The previous part clarified Jñāna-Śakti through the image of trying to step over the shadow of one’s own head. The point was sharp: knowledge does not depend on the knowable. The object appears in Jñāna-Śakti; Jñāna-Śakti does not wait for the object in order to become luminous. Gross-seeing people notice knowledge only when an object is present, but subtle-seeing people recognize knowledge as self-luminous even in the absence of any particular knowable.
Now Abhinava turns to Kriyā-Śakti, the power of action.
This is the natural next step. Icchā has already appeared as the first will of manifestation. Jñāna has appeared as the self-luminous knowing in which the knowable begins to shine. But manifestation is not complete with will and knowledge alone. There must also be the power by which the possible becomes enacted, ordered, sequenced, and brought into operative expression. That is kriyā.
But Abhinava immediately guards the point. Kriyā is not a separate third substance added onto icchā and jñāna. It arises from their mutual intermixture — from the wonder of their crossing, from the way will and knowledge enter one another and produce a field of prior and later. Action means sequence: something not yet accomplished becomes something being accomplished, through ordered parts. This is why Bhartṛhari is cited: kriyā is recognized through dependence on sequence, through the mind’s grouping of parts that arise one after another.
So this part enters the difficult territory of action. Action requires order, before and after, partial accomplishment, process. But Abhinava will not let this become a crude external sequence. Even in action, the prior and later are mutually interwoven. Even when one thing mixes with another and seems to become almost empty or ungraspable, the Anuttara-Ānanda form does not disappear.
That is the deep nerve of the chunk: kriyā introduces sequence, but sequence does not exile us from Bhairava. Action unfolds, parts arise, effort moves, manifestation becomes ordered — yet the supreme bliss-form remains present in all cognition. The highest is not lost when consciousness enters action.

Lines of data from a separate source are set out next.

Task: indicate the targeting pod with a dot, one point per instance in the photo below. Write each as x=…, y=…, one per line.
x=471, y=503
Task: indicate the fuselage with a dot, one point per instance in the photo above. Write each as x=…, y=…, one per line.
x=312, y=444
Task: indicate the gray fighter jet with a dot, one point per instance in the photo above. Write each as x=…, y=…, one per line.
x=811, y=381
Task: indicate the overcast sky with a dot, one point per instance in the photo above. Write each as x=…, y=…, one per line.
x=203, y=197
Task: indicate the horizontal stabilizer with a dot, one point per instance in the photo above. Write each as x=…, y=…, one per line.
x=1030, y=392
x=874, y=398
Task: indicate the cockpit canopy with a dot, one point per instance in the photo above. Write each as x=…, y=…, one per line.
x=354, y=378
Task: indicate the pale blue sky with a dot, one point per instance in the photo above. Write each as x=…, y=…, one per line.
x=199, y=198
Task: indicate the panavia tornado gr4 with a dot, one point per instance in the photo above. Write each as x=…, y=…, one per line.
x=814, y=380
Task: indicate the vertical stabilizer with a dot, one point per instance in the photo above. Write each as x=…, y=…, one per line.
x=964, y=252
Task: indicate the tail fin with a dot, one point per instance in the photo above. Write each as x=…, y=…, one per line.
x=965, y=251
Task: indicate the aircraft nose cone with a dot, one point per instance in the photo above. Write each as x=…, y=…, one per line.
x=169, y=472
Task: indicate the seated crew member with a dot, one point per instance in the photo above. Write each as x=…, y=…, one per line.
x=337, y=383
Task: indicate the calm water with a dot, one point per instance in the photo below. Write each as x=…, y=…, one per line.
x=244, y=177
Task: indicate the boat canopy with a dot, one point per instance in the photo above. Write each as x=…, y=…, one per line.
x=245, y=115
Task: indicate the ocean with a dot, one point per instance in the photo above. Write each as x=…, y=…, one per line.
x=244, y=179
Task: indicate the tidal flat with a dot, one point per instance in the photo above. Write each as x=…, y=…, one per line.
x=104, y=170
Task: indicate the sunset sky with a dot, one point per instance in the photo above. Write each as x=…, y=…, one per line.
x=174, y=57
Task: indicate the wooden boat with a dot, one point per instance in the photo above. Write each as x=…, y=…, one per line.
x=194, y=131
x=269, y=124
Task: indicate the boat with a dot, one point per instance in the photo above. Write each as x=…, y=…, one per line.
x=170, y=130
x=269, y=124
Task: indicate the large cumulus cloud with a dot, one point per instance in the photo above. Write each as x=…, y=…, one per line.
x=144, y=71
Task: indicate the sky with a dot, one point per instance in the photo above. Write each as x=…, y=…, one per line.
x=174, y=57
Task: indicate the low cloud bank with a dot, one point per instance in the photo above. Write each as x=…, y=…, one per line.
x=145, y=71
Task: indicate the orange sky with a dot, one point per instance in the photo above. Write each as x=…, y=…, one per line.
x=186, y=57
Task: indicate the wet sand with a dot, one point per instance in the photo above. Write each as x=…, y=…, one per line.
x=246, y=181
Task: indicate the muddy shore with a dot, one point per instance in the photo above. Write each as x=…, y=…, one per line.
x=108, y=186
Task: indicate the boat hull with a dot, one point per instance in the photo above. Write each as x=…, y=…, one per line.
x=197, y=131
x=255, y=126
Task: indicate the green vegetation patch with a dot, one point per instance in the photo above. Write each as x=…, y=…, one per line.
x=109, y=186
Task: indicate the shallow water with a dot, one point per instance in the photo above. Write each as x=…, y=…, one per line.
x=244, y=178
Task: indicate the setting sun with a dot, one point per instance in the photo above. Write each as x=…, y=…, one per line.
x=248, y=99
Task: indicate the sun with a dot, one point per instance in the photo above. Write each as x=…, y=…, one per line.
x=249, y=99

The supporting citations reinforce this. The supreme is not a small particle of bliss, not a reduced fragment. Supreme knowledge is the śakti-garbha paraṃ mahaḥ — the supreme light pregnant with Śakti. And the Gītā’s Puruṣottama is beyond both the perishable and the imperishable. In Abhinava’s reading, the supreme is not merely stillness beyond action, and not merely action within manifestation. It is the Śakti-filled fullness in which knowing, action, bliss, sequence, and transcendence are all held without contradiction.
Kriyā-Śakti, as she expands, must now be examined
kriyāśaktistu prasarantī vicāryate -
“But now Kriyā-Śakti, as she expands, is to be examined.”
Abhinava now turns from Jñāna-Śakti to Kriyā-Śakti. This is the natural next step. Icchā has shown the first will of manifestation. Jñāna has shown the self-luminous power in which the knowable appears. But manifestation is still not complete until there is kriyā, action — the power by which what is willed and known becomes operative, ordered, and enacted.
The word prasarantī matters. Kriyā-Śakti is not static action as a finished product. She is action expanding, spreading, moving outward. This is Śakti becoming process. Once kriyā enters, we are no longer only in the field of inward will and luminous knowing; we are entering the domain of sequence, prior and later, effort, accomplishment, and manifestation as something that unfolds.
But Abhinava does not let kriyā become a crude external activity. It must be vicāryate — examined. Action has to be understood from inside the same current of Vimarśa. Otherwise one would think action is something added after consciousness, as if Bhairava first knows and then some separate mechanism acts. No. Kriyā too is Śakti. Action is consciousness becoming operative through its own power.
So this point opens the new movement: how does action arise from the interplay of icchā and jñāna? How does sequence appear without leaving consciousness? How does the power of doing emerge without turning into mechanical causality? Abhinava is about to unfold kriyā as the Śakti of ordered manifestation, but still rooted in the same Anuttara-Ānanda that never disappears.